ProbateWhen a person dies, he or she usually leaves assets in the form of real property, stocks, bonds, money in bank accounts, personal property, etc. Through the probate process, the legal heirs of decedent are identified, the assets are marshaled, debts of the decedent are paid and the remainder is distributed to the legal heirs. If the decedent had executed a Last Will and Testament, the terms of the Will dictate how the assets are distributed. Usually the Will names a person to be appointed as a personal representative. Unless there is an objection, the court will appoint the person named in the Will to serve as the personal representative. It is this person who, working with an attorney, manages the administration of the probate. If no Will was executed during the decedent's life, Washington State statutes provide a framework for how the assets are distributed. In such a case, the court appoints someone to serve as the administrator (the name for the person who manages the probate when there is no Will or no one named in the Will).
During the course of a probate the Washington State statutes guide the attorney and the personal representative at every turn. Certain notices must be provided to potential heirs and to those that the decedent may have owed money before death. Sometimes the personal representative will be granted powers by the court to administer the probate without further intervention of the court.
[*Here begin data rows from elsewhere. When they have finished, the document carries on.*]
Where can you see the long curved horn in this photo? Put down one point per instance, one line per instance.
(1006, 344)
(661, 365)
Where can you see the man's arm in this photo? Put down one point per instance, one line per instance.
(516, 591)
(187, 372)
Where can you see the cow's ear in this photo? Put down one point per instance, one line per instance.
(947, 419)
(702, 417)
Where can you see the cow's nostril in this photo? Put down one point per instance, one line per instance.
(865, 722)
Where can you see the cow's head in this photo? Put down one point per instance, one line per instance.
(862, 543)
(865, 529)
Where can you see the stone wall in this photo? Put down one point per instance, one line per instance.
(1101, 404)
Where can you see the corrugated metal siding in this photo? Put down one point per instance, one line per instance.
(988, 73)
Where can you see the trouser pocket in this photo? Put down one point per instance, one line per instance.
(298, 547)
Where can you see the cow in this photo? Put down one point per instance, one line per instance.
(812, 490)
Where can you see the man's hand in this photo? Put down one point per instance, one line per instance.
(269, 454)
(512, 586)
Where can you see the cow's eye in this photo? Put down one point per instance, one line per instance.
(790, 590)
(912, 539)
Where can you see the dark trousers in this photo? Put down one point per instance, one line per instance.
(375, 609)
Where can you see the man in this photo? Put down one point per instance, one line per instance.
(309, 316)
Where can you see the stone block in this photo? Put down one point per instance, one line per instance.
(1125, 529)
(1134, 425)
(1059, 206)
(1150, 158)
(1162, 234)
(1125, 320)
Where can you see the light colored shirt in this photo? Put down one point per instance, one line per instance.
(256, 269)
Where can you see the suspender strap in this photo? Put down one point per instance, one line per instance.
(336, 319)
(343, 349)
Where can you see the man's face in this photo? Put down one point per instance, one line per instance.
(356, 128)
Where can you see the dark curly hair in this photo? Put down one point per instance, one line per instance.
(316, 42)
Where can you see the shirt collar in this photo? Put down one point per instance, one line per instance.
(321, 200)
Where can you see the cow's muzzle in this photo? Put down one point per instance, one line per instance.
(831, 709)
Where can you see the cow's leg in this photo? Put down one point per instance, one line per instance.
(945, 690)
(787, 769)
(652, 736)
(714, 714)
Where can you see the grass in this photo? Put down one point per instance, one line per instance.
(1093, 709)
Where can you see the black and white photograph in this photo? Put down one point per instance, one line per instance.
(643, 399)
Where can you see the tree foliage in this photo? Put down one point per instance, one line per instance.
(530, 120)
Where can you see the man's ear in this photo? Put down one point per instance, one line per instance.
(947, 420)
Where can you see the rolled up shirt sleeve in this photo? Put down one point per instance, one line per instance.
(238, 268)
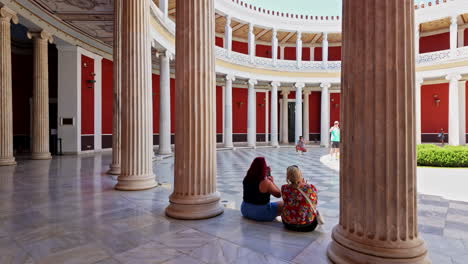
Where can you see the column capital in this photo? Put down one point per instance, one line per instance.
(6, 14)
(252, 82)
(43, 35)
(276, 84)
(230, 77)
(453, 77)
(299, 85)
(325, 86)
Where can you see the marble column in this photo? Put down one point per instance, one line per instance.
(325, 115)
(325, 49)
(454, 109)
(251, 114)
(299, 49)
(274, 114)
(274, 46)
(6, 96)
(251, 43)
(40, 112)
(417, 100)
(114, 167)
(228, 142)
(305, 126)
(195, 195)
(453, 34)
(378, 203)
(284, 111)
(165, 104)
(298, 122)
(137, 124)
(228, 35)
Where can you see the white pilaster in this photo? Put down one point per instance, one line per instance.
(299, 49)
(298, 122)
(228, 143)
(453, 33)
(417, 96)
(165, 104)
(325, 48)
(251, 120)
(228, 35)
(274, 46)
(325, 115)
(274, 113)
(251, 39)
(454, 109)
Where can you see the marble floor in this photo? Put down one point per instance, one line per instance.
(66, 211)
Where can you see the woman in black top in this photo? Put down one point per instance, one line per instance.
(258, 185)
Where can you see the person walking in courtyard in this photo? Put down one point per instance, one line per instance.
(258, 185)
(335, 140)
(300, 202)
(300, 147)
(441, 136)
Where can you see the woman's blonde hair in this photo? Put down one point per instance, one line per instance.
(293, 176)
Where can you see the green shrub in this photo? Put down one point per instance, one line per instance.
(448, 156)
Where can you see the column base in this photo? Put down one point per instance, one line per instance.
(345, 251)
(41, 156)
(194, 208)
(136, 183)
(114, 169)
(8, 162)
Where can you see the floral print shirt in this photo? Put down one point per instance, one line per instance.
(296, 209)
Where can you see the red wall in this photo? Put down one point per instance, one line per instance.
(334, 107)
(434, 43)
(241, 47)
(434, 117)
(107, 95)
(219, 109)
(334, 53)
(87, 96)
(314, 112)
(219, 42)
(239, 110)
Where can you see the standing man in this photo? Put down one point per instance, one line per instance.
(335, 140)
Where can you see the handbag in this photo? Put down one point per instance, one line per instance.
(319, 217)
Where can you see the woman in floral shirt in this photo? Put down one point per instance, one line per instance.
(297, 214)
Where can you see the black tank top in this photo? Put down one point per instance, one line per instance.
(253, 195)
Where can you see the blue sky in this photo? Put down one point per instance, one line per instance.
(305, 7)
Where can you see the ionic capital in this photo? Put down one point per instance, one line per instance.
(276, 84)
(325, 86)
(299, 85)
(252, 82)
(6, 14)
(230, 77)
(41, 35)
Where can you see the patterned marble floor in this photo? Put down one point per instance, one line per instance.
(66, 211)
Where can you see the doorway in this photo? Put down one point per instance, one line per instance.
(291, 121)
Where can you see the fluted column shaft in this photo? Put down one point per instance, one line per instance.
(298, 122)
(325, 115)
(40, 118)
(6, 96)
(274, 114)
(251, 114)
(116, 90)
(165, 104)
(417, 100)
(228, 112)
(305, 126)
(137, 125)
(195, 195)
(378, 216)
(285, 126)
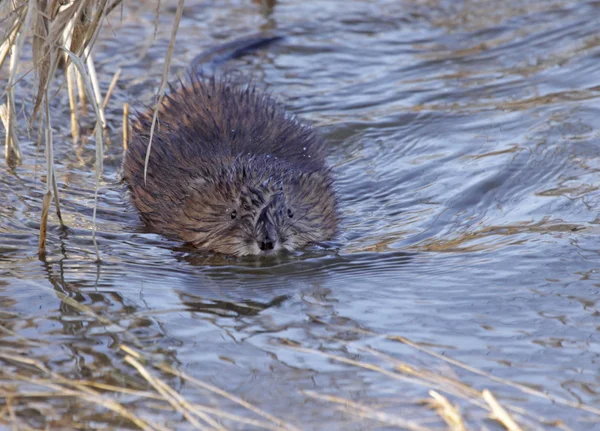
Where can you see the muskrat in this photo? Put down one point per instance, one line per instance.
(230, 171)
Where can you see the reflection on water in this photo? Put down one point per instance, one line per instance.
(465, 144)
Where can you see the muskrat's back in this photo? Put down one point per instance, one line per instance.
(230, 171)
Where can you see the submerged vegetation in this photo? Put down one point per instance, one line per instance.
(143, 388)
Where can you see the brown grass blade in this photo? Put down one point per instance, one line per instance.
(360, 410)
(163, 81)
(499, 413)
(448, 411)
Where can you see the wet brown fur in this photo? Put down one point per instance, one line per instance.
(231, 171)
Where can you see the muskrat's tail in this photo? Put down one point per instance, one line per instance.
(216, 56)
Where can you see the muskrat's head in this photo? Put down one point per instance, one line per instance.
(259, 207)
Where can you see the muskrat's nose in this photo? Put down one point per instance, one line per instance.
(267, 244)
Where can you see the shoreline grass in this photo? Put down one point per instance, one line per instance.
(61, 36)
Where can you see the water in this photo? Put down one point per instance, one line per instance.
(465, 144)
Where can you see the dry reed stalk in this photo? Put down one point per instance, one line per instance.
(11, 143)
(176, 401)
(111, 87)
(93, 80)
(82, 95)
(367, 412)
(429, 376)
(499, 413)
(99, 141)
(153, 396)
(125, 126)
(65, 387)
(71, 88)
(206, 386)
(462, 365)
(163, 81)
(449, 412)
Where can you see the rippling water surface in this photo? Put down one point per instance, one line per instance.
(465, 141)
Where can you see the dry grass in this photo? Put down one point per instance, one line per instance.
(511, 417)
(146, 389)
(27, 385)
(60, 34)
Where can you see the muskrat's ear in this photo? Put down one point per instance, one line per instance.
(199, 182)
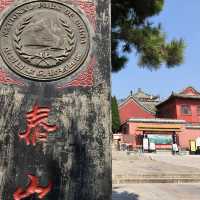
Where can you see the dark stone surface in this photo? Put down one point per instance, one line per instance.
(77, 156)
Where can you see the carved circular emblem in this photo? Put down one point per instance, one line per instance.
(44, 40)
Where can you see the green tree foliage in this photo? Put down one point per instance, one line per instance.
(115, 115)
(132, 29)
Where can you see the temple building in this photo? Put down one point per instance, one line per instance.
(175, 120)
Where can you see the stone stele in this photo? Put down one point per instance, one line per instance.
(55, 100)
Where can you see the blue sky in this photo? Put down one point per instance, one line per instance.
(180, 19)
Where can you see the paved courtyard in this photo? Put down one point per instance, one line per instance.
(140, 165)
(145, 164)
(156, 192)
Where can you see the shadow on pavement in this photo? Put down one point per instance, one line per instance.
(124, 196)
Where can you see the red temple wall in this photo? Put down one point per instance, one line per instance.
(167, 110)
(194, 117)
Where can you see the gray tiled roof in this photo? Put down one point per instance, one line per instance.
(147, 101)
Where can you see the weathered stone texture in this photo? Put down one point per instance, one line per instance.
(76, 157)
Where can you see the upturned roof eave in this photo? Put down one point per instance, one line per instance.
(136, 101)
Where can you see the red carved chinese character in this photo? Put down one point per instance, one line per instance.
(33, 188)
(37, 127)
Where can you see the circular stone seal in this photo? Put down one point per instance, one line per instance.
(44, 40)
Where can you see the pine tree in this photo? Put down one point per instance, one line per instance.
(133, 30)
(115, 115)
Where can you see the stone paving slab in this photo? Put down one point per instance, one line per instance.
(141, 164)
(156, 192)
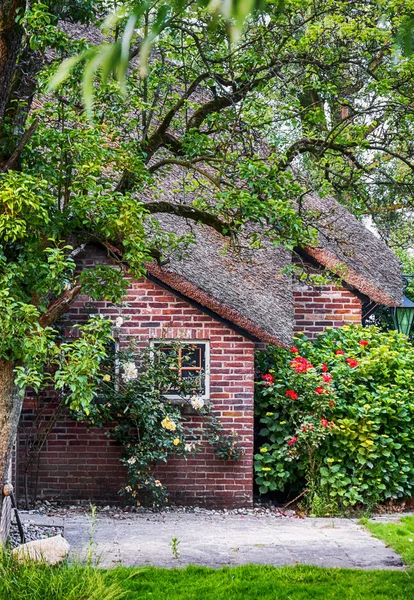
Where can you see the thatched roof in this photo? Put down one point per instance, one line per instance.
(245, 287)
(369, 265)
(249, 288)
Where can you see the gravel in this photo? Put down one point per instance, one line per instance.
(32, 532)
(54, 509)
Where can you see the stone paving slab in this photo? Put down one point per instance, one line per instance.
(218, 540)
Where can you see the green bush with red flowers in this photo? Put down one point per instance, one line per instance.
(337, 417)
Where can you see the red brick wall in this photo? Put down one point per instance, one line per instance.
(79, 464)
(315, 309)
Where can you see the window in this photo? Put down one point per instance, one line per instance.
(193, 361)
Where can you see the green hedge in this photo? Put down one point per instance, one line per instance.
(337, 416)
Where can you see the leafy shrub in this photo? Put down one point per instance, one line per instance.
(134, 405)
(337, 417)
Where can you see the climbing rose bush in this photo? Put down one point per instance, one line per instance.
(134, 406)
(338, 418)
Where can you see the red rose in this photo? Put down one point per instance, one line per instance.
(352, 362)
(268, 378)
(300, 364)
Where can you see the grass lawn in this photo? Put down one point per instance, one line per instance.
(399, 536)
(198, 583)
(252, 582)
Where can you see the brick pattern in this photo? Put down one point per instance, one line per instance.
(79, 464)
(315, 309)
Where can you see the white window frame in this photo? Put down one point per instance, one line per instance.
(206, 344)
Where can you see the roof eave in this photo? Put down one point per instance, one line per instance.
(352, 277)
(189, 290)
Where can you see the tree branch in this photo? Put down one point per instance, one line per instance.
(189, 212)
(59, 307)
(20, 146)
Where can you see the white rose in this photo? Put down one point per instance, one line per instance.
(196, 402)
(130, 371)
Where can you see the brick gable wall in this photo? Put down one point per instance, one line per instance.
(80, 464)
(77, 463)
(315, 309)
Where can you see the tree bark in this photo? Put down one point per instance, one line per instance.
(10, 39)
(11, 402)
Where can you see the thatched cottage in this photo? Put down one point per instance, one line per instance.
(226, 303)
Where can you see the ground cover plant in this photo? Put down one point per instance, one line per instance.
(399, 536)
(336, 418)
(195, 583)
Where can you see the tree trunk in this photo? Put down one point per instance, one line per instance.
(10, 39)
(11, 403)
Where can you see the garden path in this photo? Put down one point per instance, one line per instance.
(219, 539)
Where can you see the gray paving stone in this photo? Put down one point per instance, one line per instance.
(217, 540)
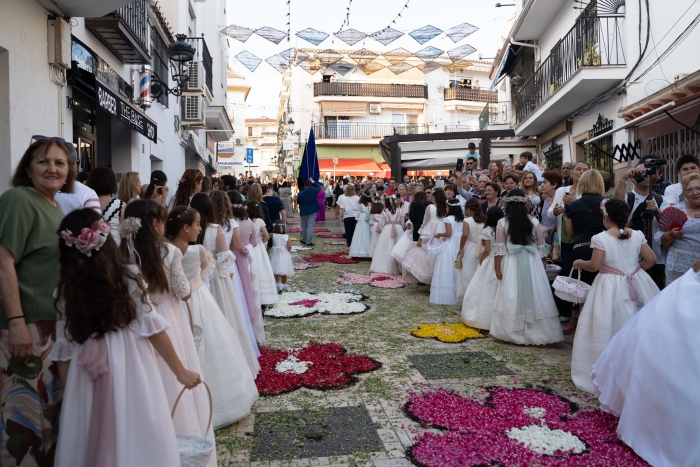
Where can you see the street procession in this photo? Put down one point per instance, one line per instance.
(349, 234)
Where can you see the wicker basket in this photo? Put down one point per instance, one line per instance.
(570, 289)
(195, 451)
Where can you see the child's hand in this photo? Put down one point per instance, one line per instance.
(189, 379)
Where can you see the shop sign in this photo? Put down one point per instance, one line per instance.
(123, 111)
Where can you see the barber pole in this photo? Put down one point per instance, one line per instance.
(142, 81)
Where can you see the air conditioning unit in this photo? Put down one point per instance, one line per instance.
(197, 77)
(192, 109)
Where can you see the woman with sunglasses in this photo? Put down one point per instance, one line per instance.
(683, 244)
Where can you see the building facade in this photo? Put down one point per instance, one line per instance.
(76, 70)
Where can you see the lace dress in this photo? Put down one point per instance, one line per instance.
(477, 305)
(443, 287)
(224, 292)
(391, 231)
(192, 412)
(470, 260)
(524, 311)
(264, 277)
(224, 367)
(246, 230)
(611, 302)
(122, 417)
(362, 238)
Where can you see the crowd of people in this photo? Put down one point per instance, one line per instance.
(97, 273)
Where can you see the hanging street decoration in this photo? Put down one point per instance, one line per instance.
(429, 54)
(248, 60)
(238, 32)
(425, 34)
(386, 36)
(273, 35)
(460, 52)
(350, 36)
(312, 36)
(279, 63)
(461, 31)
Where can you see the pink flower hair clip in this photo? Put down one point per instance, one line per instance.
(89, 240)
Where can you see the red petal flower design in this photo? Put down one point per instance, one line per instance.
(331, 368)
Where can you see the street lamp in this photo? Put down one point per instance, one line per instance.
(180, 55)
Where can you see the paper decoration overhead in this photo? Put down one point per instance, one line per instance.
(238, 32)
(248, 60)
(460, 31)
(386, 36)
(397, 55)
(279, 63)
(273, 35)
(363, 56)
(350, 36)
(460, 52)
(400, 68)
(429, 54)
(424, 34)
(342, 67)
(312, 36)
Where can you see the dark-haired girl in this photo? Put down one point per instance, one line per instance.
(443, 290)
(468, 251)
(115, 410)
(220, 353)
(524, 311)
(143, 244)
(392, 228)
(477, 305)
(621, 288)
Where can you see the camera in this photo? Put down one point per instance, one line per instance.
(651, 163)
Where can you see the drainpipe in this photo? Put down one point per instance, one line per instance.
(525, 44)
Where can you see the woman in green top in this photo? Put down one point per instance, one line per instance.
(30, 389)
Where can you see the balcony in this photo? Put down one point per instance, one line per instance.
(470, 94)
(587, 62)
(125, 32)
(353, 89)
(348, 130)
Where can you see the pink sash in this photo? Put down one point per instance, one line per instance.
(634, 294)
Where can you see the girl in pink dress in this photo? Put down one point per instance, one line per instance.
(115, 410)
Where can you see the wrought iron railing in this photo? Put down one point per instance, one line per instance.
(470, 94)
(342, 130)
(370, 90)
(135, 17)
(594, 41)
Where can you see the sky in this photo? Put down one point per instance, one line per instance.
(367, 16)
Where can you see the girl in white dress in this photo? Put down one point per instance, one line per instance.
(392, 222)
(477, 305)
(239, 320)
(375, 223)
(220, 354)
(648, 376)
(468, 246)
(282, 264)
(524, 311)
(262, 269)
(115, 410)
(442, 288)
(620, 289)
(161, 267)
(362, 238)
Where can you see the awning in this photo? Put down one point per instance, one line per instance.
(353, 109)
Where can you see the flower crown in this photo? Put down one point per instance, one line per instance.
(90, 239)
(517, 199)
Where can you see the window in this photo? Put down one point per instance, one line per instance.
(159, 62)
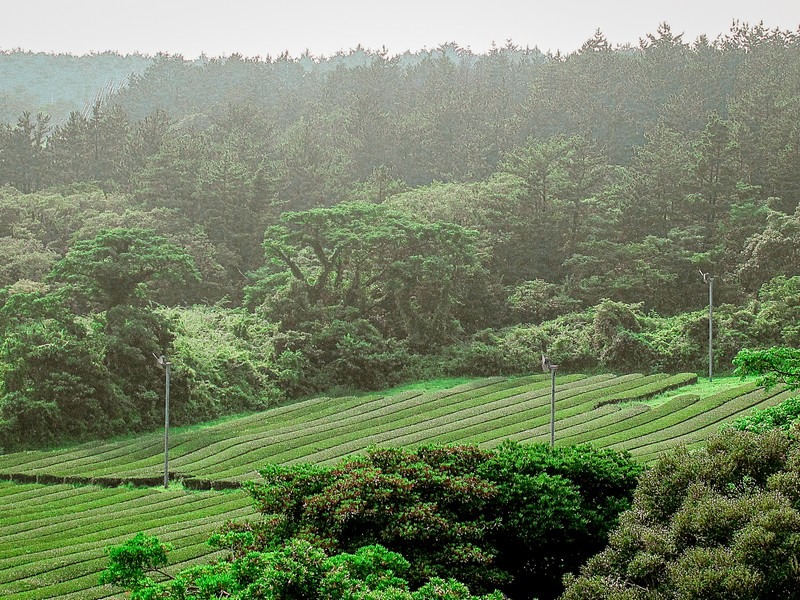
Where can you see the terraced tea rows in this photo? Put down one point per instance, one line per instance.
(52, 536)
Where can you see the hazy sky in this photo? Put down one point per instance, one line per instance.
(259, 28)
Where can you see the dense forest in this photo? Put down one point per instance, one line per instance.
(283, 226)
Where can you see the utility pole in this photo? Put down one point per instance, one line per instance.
(165, 364)
(548, 366)
(708, 279)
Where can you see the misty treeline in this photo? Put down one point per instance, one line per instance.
(288, 226)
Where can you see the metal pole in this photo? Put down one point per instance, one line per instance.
(166, 429)
(552, 406)
(710, 328)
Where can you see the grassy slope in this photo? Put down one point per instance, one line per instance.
(52, 536)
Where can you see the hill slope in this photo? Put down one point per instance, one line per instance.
(53, 533)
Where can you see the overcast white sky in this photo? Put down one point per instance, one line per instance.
(269, 27)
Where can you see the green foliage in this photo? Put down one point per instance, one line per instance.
(721, 522)
(122, 267)
(129, 563)
(781, 416)
(407, 524)
(775, 365)
(223, 362)
(297, 570)
(516, 518)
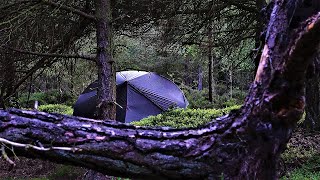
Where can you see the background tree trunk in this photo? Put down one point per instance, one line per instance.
(106, 70)
(312, 119)
(211, 82)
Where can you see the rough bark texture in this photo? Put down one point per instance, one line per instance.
(211, 83)
(312, 119)
(246, 144)
(106, 70)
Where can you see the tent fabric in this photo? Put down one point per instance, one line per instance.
(139, 94)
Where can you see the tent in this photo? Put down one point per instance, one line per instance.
(139, 95)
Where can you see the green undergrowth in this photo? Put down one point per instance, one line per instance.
(56, 108)
(181, 118)
(309, 170)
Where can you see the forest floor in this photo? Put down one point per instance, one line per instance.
(302, 148)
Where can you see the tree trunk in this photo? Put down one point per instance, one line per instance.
(259, 30)
(210, 65)
(312, 119)
(246, 144)
(106, 70)
(200, 77)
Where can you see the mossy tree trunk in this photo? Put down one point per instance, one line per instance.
(246, 144)
(105, 63)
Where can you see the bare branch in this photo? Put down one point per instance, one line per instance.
(70, 9)
(82, 56)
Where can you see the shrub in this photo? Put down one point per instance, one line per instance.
(56, 108)
(180, 118)
(50, 97)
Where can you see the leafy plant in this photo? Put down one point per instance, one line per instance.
(179, 118)
(56, 108)
(50, 97)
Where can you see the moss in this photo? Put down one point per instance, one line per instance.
(309, 170)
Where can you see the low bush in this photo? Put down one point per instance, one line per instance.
(50, 97)
(56, 108)
(180, 118)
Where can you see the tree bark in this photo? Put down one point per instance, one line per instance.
(312, 119)
(211, 82)
(246, 144)
(106, 70)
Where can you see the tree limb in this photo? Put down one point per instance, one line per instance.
(245, 144)
(87, 57)
(68, 8)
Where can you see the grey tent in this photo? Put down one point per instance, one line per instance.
(139, 95)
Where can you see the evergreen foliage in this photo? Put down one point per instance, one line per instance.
(182, 118)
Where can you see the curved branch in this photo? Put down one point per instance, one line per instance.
(246, 144)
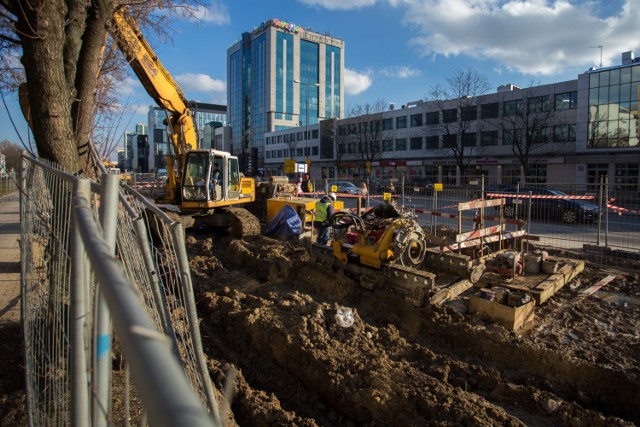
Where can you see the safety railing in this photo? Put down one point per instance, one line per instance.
(95, 255)
(598, 221)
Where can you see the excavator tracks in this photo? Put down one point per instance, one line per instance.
(242, 223)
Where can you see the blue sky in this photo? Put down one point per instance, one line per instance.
(395, 50)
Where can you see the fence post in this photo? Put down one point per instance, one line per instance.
(187, 288)
(606, 219)
(529, 217)
(109, 193)
(78, 353)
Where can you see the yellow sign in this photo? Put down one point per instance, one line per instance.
(289, 166)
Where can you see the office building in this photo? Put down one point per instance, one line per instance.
(204, 115)
(281, 76)
(570, 132)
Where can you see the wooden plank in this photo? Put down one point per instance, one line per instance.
(450, 292)
(547, 288)
(488, 239)
(591, 289)
(476, 234)
(477, 204)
Sometimes, the court does not grant such authority and the personal representative must obtain court approval of most actions.
There are occasions in which someone feels that the decedent's Will was not validly executed. In such a case, a law suit, called a will contest, may be filed with the court within four months of the opening of the probate. Once all the disputes are resolved, the assets distributed and fees paid, the personal representative reports this to the court and the court will enter an order closing the probate.